Ни в самом скверике, ни возле собора никого не было, и Сухов, усевшись на скамейку рядом с Ардальоном Порфирьевичем, уже не сдерживая себя, заговорил:
— Ну, встретились… Так, значит. Вдвоем. На весь Ленинград, значит, двое только и знают, и никто больше… а? Как же это им-то, двоим, не чувствовать — понимаешь — чувствовать! — друг дружку… а?! Ведь обязательно надо чувствовать… Как ты про это скажешь? Ну?
— Н-да… — сказал Ардальон Порфирьевич. — Понимаю. — Вот именно! Ведь при таком деле влезть, значит, в человека надо… друг в дружку. Ты скажи мне: верно я говорю или неверно?
— Ну, верно… Ты поскорей, знаешь!
— А верно, значит, — при полном сознании я; соображаю все аккурат правильно. А ты не торопись, не беги от меня, слышь! — угрожающе сказал Сухов. — Если не узнаю всего, понимаешь — всего! — если не выспрошу, — хуже ведь будет…
— Да чего ты сейчас хочешь? — тихо спросил Ардальон Порфирьевич.
— Чего? Вот тебе первое: почему за деньгами не приходишь: твои ведь деньги!
— И твои.
— За своими почему не приходишь… а?
— Ну… приду. Чего ты? Успеется…
— Врешь, врешь! Насквозь вижу: обманываешь, не придешь, не возьмешь их! Вижу тебя… дрянь ты человек! Мелкий ты человек. Мелкий, как… как нонпарель мелкий! — волновался Сухов. — Тебя и не ухватить сразу, не понять тебя сразу. Стой, ты что раньше, когда жива еще она была, — что ты говорил, а? Деньги пополам — так? Говорил или нет? Чего мычишь, худоба?!
— Разговаривали про это… — уклончиво ответил Ардальон Порфирьевич.

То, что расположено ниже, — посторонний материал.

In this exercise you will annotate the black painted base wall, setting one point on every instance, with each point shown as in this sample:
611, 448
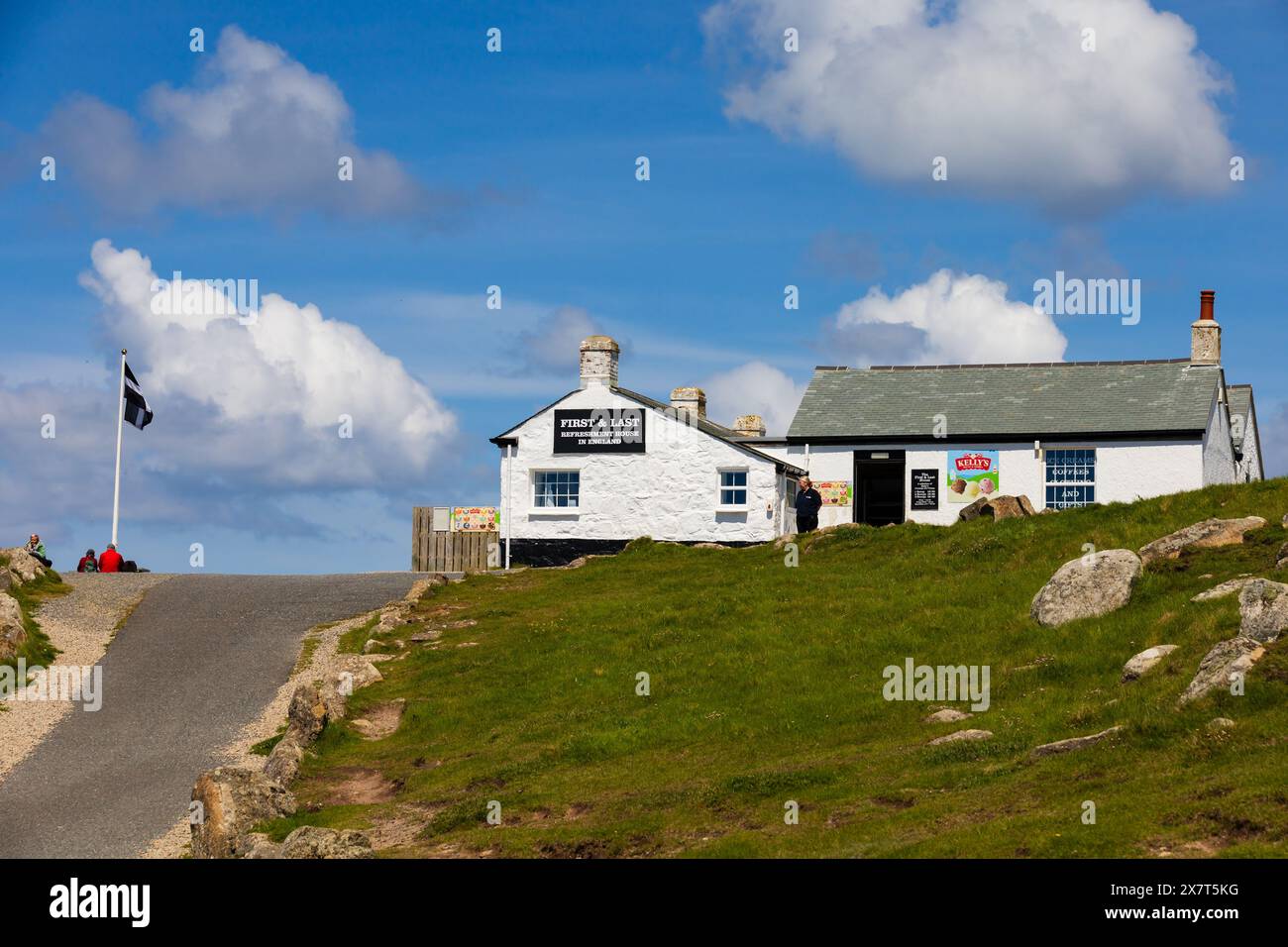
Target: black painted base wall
562, 552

— Так, так… разговаривали, — ехидный ты больно, ловец! Врешь ты, денег ты не возьмешь, — знаю! Тебе они без интереса: спокойствие тебе теперь надо. Боишься их, брезгаешь… Обманщик ты, мелкий ты человек — во. Себе, значит, спокойствие, а другому, значит, — страх! Будь ты проклят… пиявка!
Сухов замахнулся, но не ударил: рука медленно поползла книзу и упала на колено Ардальона Порфирьевича.
— Ты пьян и… лезешь драться! — испуганно и обидчиво вскрикнул тот. — Ты думаешь, я камень, не чувствую ничего?… — мягко и жалобно добавил Ардальон Порфирьевич.
— Так ты жалеешь теперь… ее жалеешь?! А ведь что раньше говорил… как подговаривал меня! Думаешь, не помню, а?… Знал ведь ты, говорил я тебе: против убийства я, не хотел я его… За бумажками, понимаешь, — только, значит, за бумажками я шел, — а вышло что?! Сам тогда не сознавал себя, потерял я себя тогда. А ты, вижу теперь, знал, обязательно знал, что будет! Меня натравил, а сам теперь жалеешь… Обман, выходит, — сам ты теперь в слова свои… в прежние слова не веришь?! А что говорил! Что говорил только, — целую политику свою новую развел! И поймал меня… Зараньше оправдание для меня нашел… Ночи я не спал от твоих слов: думал все…
— И не жалей, — прервал Ардальон Порфирьевич. — И сейчас говорю тебе, заметь! И сам я не отказываюсь от того, что было, не жалею, понимаешь…
Адамейко чувствовал теперь, что необходимо самому проявить инициативу в этом разговоре, который, благодаря состоянию, в котором находился сейчас Сухов, обещал затянуться и мог привести к неприятным для Ардальона Порфирьевича результатам. Сухов волновался, Сухов словно хотел, — если не пережить и перечувствовать, — то осознать вновь все то, что привело его к преступлению, и, главным образом, осознать ту правду, поверить в которую так быстро сумел его заставить он, Ардальон Порфирьевич. Голос ее был заглушен теперь, — но нужно было, чтобы Сухов его вновь услышал. Смятение овладело Суховым, — нужно было внушить ему вновь уверенность в правоту его поступка. Нужно было вместе с ним, Суховым, хотя бы быстро разглядеть на свету их общей памяти эту самую правду. Показать ее вновь — значит, успокоить Сухова.